Three weeks later, something happened. Tiny threads of bright green began leaking upwards out of the soil. The sight of the sprouts reinvigorated me. I had nearly given up on them entirely by then. The tiny plants slowly grew and began to shoot out tiny leaves to catch the sun. However, soon my plants began to waver. Some of them began to take on an unhealthy, yellow tinge, some began to droop depressingly, and one afternoon I even had to scare away dozens of tiny grasshoppers who had been feasting on the tender, green shoots. Still, I could not protect them the elements and insects. I had no idea that the life of a young plant was so dangerous and unforgiving. Needless to say, I did not receive any type of harvest late that summer. My plants slowly died and decayed back into the ground from where they had come forth.
Thankfully, the rest of the garden had thrived as always under the care of my mother. Our family dinners from June to October were blessed by a cornucopia of fresh fruits and vegetables. The remaining crop was pickled or bottled. If I learned anything from my earliest attempt at gardening, it is that food comes from the soil beneath our feet.
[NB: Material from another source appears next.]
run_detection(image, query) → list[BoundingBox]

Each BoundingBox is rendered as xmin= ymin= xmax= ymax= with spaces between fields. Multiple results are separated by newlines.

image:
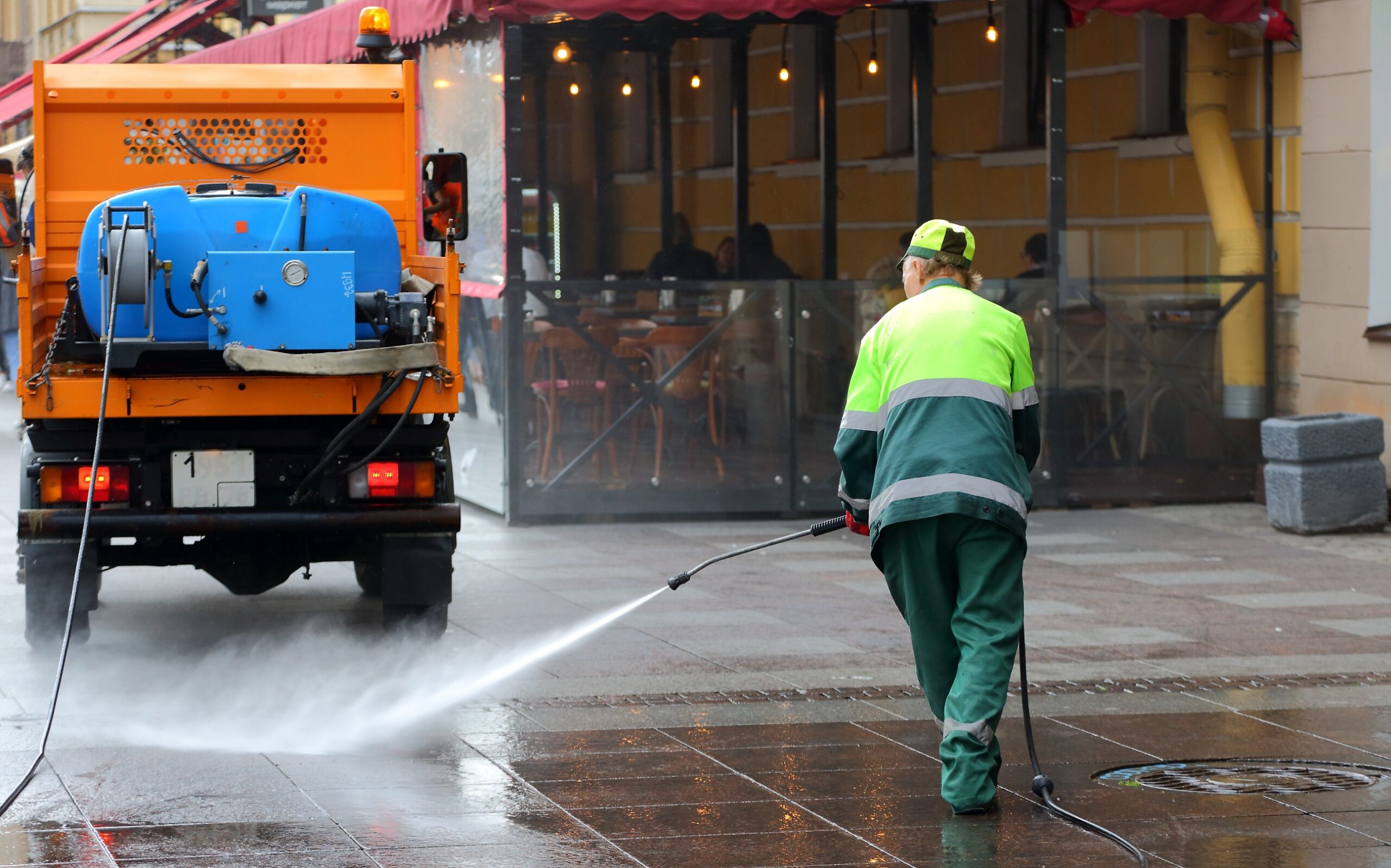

It doesn’t begin at the grocery store or gas station. Beneath the supermarket sales, the coupons, and the loud, colorful advertising, there is a deep, essential bond between humans and the land under their stewardship.
Even today, my wife and I travel back to my childhood home to help my mother make enormous batches of spaghetti sauce. Nearly all of the ingredients are pulled straight out of the family garden that still continues to flourish. Even though all of us brothers have moved away, my mother still conjures forth a wave of tasty miracles. I really hate to brag, but I simply can’t think of anything better than growing up, surrounded by plump tomatoes, prickly cucumbers, and sticks of lip-puckering rhubarb.